娘に就いて

 娘はいいよね。

 のっけから申し訳ないが、そういう貴男も娘はいいと思われているはずだ。そうでないとしたら、あなたは貴女なんじゃないかな。
 娘。語感もいい。姿もいい。なんといっても女が良いのだ。これでイチコロにならない牡がどこにいる。なにせ娘は、「娘さんよく聞けよ」と山男に訴えかけられたり「糸屋の娘は目で殺す」と諸国大名の弓矢以上の威力を歌われたりするのだ。
 お嬢さん。これもいい。失恋魔術師につきまとわれたり夏になるとチュウチュウチュチュとビキニで歌ったり「お嬢さんお手上げだ」とワインをふりかけられたりするのだ。でも、何かが足りない。娘ほどじゃない。まだ青く堅いのだな。青い果実、っていうか。そのまんまじゃねえか。なにしろ娘の凄いところは、カタカナでかくとそのまんま娘さんの一番大事な焦点を指す言葉になるということだ。きゃあああぁぁっ。指すですってエッチ。

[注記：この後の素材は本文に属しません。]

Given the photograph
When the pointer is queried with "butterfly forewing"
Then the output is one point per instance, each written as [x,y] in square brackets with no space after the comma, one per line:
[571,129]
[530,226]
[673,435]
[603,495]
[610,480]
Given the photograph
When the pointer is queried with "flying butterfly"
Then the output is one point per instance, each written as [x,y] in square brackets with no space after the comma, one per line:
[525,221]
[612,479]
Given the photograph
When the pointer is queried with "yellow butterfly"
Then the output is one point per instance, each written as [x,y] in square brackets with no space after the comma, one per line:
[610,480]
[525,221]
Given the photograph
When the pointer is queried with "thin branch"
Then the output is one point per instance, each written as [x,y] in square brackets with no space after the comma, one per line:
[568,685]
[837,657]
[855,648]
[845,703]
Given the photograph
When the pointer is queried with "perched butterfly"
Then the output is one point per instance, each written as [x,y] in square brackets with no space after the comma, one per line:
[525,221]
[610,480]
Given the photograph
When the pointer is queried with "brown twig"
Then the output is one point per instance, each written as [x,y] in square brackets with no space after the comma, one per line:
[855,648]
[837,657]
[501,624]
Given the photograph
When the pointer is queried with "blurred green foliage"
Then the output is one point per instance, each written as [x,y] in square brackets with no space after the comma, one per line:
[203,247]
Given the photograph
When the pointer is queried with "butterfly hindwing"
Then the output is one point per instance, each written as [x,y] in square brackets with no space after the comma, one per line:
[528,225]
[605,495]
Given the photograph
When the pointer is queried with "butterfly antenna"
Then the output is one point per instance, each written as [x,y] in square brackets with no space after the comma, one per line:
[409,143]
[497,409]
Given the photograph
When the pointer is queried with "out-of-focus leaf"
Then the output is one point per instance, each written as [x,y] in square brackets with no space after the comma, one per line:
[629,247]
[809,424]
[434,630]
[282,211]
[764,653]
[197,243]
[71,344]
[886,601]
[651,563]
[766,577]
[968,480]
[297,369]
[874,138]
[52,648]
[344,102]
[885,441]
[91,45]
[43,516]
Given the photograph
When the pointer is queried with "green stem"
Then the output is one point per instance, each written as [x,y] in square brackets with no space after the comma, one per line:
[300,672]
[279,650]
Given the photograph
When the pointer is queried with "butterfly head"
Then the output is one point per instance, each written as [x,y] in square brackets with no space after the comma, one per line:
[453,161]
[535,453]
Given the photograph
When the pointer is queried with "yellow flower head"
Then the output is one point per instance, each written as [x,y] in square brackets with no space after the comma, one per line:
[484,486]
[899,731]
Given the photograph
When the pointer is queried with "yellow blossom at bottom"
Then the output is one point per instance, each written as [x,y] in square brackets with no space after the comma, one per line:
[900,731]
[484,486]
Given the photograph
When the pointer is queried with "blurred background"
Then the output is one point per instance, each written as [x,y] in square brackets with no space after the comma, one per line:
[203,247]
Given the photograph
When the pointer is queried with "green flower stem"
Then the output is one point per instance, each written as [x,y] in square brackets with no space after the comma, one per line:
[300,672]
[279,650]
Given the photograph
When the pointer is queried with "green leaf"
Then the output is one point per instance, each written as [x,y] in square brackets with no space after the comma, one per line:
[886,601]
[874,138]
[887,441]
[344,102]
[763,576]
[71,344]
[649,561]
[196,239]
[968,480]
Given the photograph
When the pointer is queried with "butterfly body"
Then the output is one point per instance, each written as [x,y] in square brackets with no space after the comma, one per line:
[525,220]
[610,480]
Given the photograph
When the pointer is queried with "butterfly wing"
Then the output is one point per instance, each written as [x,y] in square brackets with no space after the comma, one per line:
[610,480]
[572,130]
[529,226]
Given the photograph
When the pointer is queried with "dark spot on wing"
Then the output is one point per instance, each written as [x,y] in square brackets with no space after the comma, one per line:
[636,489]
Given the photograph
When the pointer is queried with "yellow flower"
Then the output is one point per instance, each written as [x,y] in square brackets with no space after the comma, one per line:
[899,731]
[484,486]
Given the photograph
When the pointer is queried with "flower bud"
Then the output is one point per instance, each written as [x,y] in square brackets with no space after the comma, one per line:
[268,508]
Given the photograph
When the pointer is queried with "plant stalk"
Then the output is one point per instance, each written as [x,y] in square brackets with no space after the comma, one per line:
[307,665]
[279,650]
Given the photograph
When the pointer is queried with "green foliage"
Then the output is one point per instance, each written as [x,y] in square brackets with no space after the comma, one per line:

 さらに娘の凄いところは、上に地名をつけるといくらでも破壊力が増すところである。たとえば。

「イタリア娘」。おぅ。のっけから強烈だぜセニョリータ。ピザとワインでこんなに育っちまったのかい、アレッサンドラ。もうチーズはいらないよ。ドンの指令で全身蜂の巣になったとしても、オレはお前を諦めはしないぜ。

「スペイン娘」。こいつはまた凄いぜ。黒い髪に黒い瞳、情熱をバラに込めて投げるお前の踊りはフラメンコ。片手にバラ太腿にナイフ。オレはたとえ破滅しても、カルメン、君を離しはしないぜ。君はオレの宿命の女さ。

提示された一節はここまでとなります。